Friday, August 13, 2010
Rice Ball Record
600! That’s the sales estimate of Rice Balls for the first night of The Feast. This is not just a record, but exceeds by more than 100 the highest amount of rice balls sold on any night of the Feast.
I wrote about this last year here. I of course went to the Rice Ball booth first and this year they are indeed as awesome as ever.
As much fun as there is to have at the annual Italian Street Fair, I don’t think anybody has as much fun as this multi-generational female crew here in the kitchen. The Feast has been going on since 1912. I’m not sure if the Rice Balls have been part of it that long, but they have been part of it for as long as anybody alive can recall. These women are here in the Rectory Kitchen of the Holy Rosary Church every summer, placing the browned ground beef into the Romano cheese and rice, shaping that into a ball, rolling the balls in bread crumbs.
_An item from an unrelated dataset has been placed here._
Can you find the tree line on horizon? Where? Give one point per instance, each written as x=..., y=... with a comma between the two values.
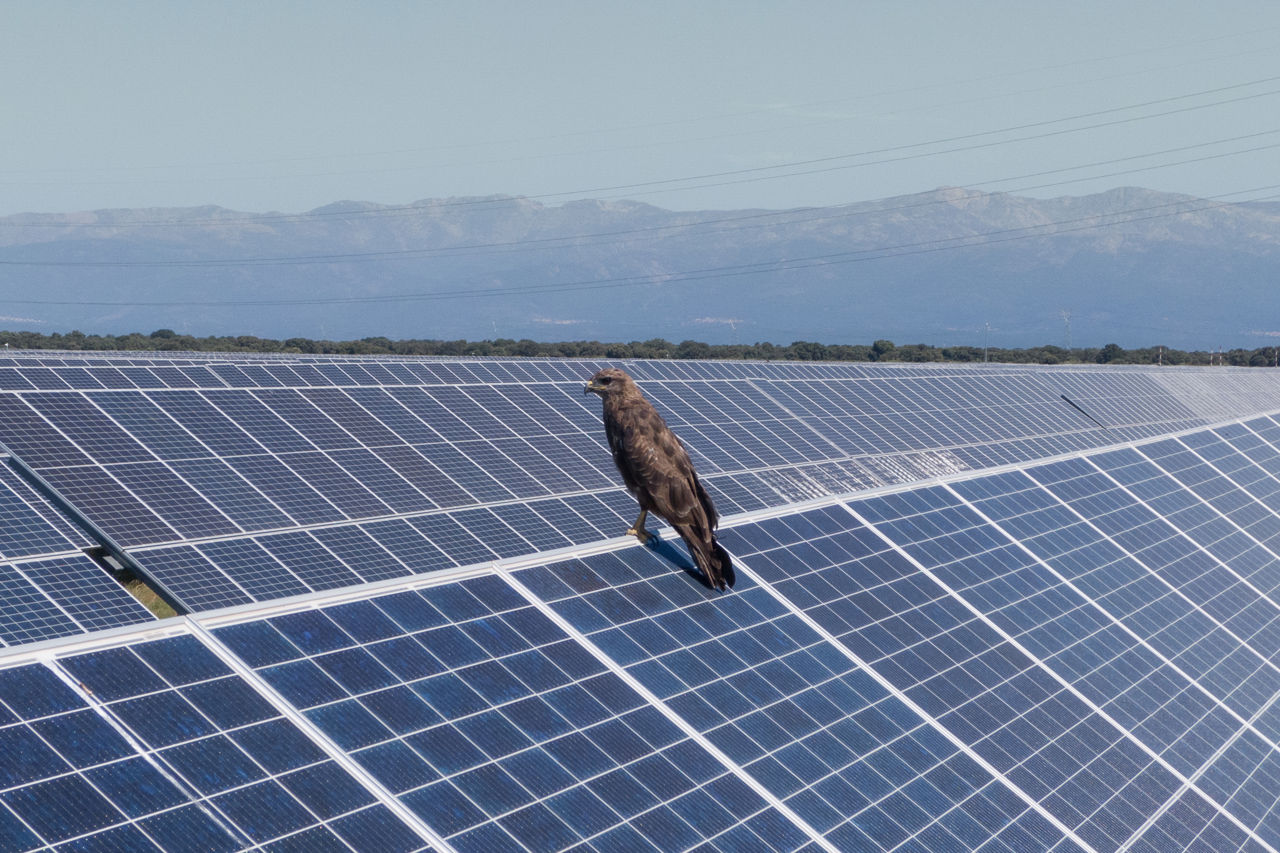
x=882, y=350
They are fried fresh outdoors at the Rice Ball. These are absolutely without question the best Rice Balls you will ever have. But I digress. These women are having the most fun because they continue a tradition, not just of Italian Peasant cuisine, but of giving back to the community. Katie, the ringleader, told me she was born here, baptized at the church, grew up around the corner where she still lives.
I’ve been around Italian-Americans and Italian American culture my whole life. While the king may receive deference and respect, the power behind the throne, the real strength of the kingdom, is in the kitchen. It’s entirely matriarchal. This feast honors the Assumption of the Virgin Mother, which is like rooted in some heavy Catholic mysticism, so it seems appropriate that the maternal nature of the celebration is echoed here in this kitchen, which was filled with laughter and joy—not to mention the utterly delectable aromas of Rice Ball production—and rapid fire wisecracks.
“You’ll go to heaven, all the work you do here.”
“We’re not doing this to go to heaven; we’re doing it to raise money.”
“Maybe it’s a plenary indulgence.”
“That’s right, I’m rolling Rice Balls for the Souls in Purgatory.”
“A lot of people don’t believe in purgatory anymore.”
“Of course there’s a purgatory. The way people live these days, you think they’re going straight to heaven?”
I tried to take an action shot, because I like candid, but that didn’t seem to be happening. Even they posed they were still working the rice. When the crew got into position Katie said, “Make sure you get the 4C bread crumbs in the picture.”
Then I was told, they sent 4C copies of my blog post on the Rice Balls and 4C sent them coupons. I may not get that Pulitzer, but I’m able to get bread crumb coupons for a good cause. But the fact is, while my bread crumb needs are few, I’ll never use another brand. After meeting these women and eating what they prepare, only a fool would fail to follow their bread crumb recommendation.